ARTICLES OF AMENDMENT
TO THE
ARTICLES OF INCORPORATION
OF
LADENBURG THALMANN FINANCIAL SERVICES INC.

 

Pursuant to Section 607.1006 of the
Florida Business Corporation Act

 

Ladenburg Thalmann Financial Services Inc. (the “Corporation”), hereby certifies, pursuant to and in accordance with Section 607.1006 of the Florida Business Corporation Act, for the purpose of filing these Articles of Amendment to the Articles of Incorporation of Ladenburg Thalmann Financial Services Inc., as amended (these “Amended Articles”), with the Department of State of the State of Florida, that:

      FIRST: The name of the Corporation is Ladenburg Thalmann Financial Services Inc.

      SECOND: The Articles of Incorporation of the Corporation, as amended, are hereby amended by deleting the first sentence of Article III in its entirety and substituting the following new first sentence in lieu thereof:

      “The aggregate number of shares of which of the Corporation shall have authority to issue is one billion fifty million (1,050,000,000) shares, of which one billion (1,000,000,000) shares shall be “Common Stock,” par value $.0001 per share, and of which fifty million (50,000,000) shares shall be “Preferred Stock,” par value $.0001 per share.”
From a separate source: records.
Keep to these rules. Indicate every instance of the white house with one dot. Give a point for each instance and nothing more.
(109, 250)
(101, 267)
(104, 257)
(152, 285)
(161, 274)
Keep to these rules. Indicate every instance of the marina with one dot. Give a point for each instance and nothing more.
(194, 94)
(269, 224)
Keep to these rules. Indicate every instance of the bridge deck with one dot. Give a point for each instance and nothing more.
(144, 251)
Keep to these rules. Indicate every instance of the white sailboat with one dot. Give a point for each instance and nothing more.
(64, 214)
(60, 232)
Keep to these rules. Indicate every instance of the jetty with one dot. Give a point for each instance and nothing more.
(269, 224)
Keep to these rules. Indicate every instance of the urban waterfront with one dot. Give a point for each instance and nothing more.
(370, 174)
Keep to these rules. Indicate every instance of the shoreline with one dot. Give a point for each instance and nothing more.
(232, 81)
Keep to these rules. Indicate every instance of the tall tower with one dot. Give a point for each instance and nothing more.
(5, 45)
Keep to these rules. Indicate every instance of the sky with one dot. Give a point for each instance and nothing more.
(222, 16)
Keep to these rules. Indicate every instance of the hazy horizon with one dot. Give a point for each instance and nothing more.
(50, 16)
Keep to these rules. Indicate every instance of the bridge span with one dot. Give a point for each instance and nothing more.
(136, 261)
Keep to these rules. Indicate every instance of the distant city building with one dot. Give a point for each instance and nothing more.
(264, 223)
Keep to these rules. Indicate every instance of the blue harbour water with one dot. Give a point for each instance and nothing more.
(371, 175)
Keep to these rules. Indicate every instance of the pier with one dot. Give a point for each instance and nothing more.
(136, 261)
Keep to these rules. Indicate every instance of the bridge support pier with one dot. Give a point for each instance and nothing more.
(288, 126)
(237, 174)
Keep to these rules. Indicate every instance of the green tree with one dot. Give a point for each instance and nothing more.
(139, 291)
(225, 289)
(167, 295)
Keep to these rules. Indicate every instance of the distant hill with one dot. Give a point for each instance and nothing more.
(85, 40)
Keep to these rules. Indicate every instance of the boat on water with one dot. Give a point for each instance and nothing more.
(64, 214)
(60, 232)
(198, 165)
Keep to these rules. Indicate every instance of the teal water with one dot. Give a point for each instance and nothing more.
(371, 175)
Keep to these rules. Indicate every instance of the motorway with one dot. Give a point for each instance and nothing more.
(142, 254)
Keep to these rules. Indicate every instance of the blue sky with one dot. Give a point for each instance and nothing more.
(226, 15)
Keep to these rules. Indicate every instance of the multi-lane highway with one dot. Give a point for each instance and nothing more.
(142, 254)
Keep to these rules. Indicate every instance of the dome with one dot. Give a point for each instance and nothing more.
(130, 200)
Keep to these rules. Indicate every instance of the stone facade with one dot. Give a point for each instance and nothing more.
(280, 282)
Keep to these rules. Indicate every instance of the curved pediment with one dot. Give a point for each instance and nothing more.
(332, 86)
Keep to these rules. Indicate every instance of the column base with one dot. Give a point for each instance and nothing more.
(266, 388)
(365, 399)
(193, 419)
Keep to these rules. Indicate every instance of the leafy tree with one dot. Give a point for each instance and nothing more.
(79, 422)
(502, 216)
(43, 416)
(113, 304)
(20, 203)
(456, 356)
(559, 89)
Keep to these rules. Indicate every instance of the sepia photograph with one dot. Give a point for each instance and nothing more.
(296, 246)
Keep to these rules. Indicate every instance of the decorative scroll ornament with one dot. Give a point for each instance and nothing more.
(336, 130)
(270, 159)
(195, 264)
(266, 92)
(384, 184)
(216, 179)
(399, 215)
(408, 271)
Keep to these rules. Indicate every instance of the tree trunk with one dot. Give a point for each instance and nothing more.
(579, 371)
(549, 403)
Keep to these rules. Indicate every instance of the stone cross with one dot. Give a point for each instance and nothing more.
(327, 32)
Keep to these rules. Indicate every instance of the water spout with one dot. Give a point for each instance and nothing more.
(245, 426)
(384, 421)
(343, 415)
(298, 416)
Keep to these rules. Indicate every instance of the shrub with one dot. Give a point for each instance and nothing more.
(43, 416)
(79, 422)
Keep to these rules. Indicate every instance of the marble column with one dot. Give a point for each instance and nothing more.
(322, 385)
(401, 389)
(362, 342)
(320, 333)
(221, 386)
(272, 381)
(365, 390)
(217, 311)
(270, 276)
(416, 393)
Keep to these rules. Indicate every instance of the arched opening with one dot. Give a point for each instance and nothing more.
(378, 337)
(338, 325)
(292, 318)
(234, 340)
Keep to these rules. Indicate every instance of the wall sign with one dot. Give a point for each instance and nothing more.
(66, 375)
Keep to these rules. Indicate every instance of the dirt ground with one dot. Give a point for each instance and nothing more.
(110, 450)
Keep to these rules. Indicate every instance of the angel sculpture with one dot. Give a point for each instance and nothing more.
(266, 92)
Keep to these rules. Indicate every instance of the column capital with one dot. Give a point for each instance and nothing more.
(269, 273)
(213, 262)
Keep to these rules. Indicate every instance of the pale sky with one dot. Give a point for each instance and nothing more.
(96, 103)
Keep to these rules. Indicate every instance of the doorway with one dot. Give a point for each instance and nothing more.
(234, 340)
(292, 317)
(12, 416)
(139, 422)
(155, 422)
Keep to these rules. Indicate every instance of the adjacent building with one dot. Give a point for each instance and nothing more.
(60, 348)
      THIRD: These Amended Articles were adopted and approved (i) on April 5, 2016 by the Corporation’s Board of Directors and (ii) on May 18, 2016 by the Corporation’s shareholders by a sufficient number of votes cast for approval of these Amended Articles at the Corporation’s 2016 Annual Meeting of Shareholders.

     IN WITNESS WHEREOF, the Corporation has caused these Amended Articles to be executed by a duly authorized officer of the Corporation on this 18th day of May, 2016.